Sono inoltre in corso sforzi per semplificare i processi burocratici e creare un ambiente imprenditoriale più meritocratico: tra questi, incentivi fiscali mirati alle piccole imprese, che potrebbero attrarre imprenditori italiani ed esteri.
Un’altra misura significativa riguarda i giovani ricercatori: grazie al Decreto Legge n.13 del 24 febbraio 2023, coloro che ottengono contratti a tempo indeterminato possono beneficiare di un esonero contributivo fino a 7.500 euro. Allo stesso tempo, il PNRR ha stanziato circa 150 milioni di euro per l’assunzione di oltre 20.000 ricercatori entro il 2026.

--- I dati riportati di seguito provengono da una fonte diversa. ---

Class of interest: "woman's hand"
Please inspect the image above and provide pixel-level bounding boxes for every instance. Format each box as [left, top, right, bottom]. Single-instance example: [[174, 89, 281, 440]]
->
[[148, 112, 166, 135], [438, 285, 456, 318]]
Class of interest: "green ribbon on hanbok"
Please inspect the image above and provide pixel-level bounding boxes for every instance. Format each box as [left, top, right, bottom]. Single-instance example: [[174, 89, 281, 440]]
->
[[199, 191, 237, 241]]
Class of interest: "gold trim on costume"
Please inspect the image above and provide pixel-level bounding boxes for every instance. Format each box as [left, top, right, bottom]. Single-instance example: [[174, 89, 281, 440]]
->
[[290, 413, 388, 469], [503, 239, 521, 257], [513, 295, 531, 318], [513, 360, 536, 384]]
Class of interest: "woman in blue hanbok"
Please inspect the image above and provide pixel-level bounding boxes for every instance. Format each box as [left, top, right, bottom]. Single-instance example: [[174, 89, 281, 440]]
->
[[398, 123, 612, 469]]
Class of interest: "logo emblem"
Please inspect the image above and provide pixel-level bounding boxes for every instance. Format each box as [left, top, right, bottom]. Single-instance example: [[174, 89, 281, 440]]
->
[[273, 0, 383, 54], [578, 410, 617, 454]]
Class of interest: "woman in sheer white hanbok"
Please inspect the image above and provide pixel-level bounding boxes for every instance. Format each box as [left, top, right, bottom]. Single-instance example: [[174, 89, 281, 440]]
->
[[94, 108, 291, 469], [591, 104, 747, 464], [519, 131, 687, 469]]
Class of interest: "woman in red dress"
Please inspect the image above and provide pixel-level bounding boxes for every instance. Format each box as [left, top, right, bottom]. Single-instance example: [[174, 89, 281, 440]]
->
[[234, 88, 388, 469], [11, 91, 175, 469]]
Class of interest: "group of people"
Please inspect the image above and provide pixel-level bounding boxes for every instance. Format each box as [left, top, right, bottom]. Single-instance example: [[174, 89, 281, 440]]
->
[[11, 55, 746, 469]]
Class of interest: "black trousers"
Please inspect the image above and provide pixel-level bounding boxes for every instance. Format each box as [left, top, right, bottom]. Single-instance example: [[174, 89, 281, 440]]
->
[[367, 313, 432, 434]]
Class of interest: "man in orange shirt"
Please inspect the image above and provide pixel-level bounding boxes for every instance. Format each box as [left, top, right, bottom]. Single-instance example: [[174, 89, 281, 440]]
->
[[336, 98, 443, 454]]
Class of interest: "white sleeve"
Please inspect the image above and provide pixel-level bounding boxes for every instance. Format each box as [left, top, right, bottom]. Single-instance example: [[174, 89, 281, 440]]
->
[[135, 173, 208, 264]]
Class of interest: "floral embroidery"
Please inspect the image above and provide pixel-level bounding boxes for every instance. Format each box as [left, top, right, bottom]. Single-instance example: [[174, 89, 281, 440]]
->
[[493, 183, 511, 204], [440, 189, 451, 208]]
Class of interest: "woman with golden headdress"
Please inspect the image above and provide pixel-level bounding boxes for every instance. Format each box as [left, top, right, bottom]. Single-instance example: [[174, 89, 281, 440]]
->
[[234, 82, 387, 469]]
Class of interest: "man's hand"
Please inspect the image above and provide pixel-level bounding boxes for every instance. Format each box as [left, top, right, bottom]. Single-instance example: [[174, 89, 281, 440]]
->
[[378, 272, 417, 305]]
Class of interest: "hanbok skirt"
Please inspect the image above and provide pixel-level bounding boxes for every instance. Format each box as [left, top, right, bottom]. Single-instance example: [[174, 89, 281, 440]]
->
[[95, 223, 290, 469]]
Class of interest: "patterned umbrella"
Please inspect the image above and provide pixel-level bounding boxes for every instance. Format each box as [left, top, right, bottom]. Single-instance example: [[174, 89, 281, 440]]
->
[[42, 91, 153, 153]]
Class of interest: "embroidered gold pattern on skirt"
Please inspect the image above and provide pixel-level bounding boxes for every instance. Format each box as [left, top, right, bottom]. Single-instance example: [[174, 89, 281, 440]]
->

Il governo sta anche lavorando su un aumento salariale fino al 30% per ricercatori e ricercatrici che decidono di tornare in Italia, una misura destinata ai vincitori di borse di studio dell’Unione Europea che scelgono di condurre le proprie ricerche presso università italiane.
Infine, a partire dal 2024, sia i dipendenti che i lavoratori autonomi che hanno vissuto all’estero per almeno tre anni potranno beneficiare di una riduzione del 50% delle tasse per un massimo di dieci anni, senza limiti sul reddito annuo.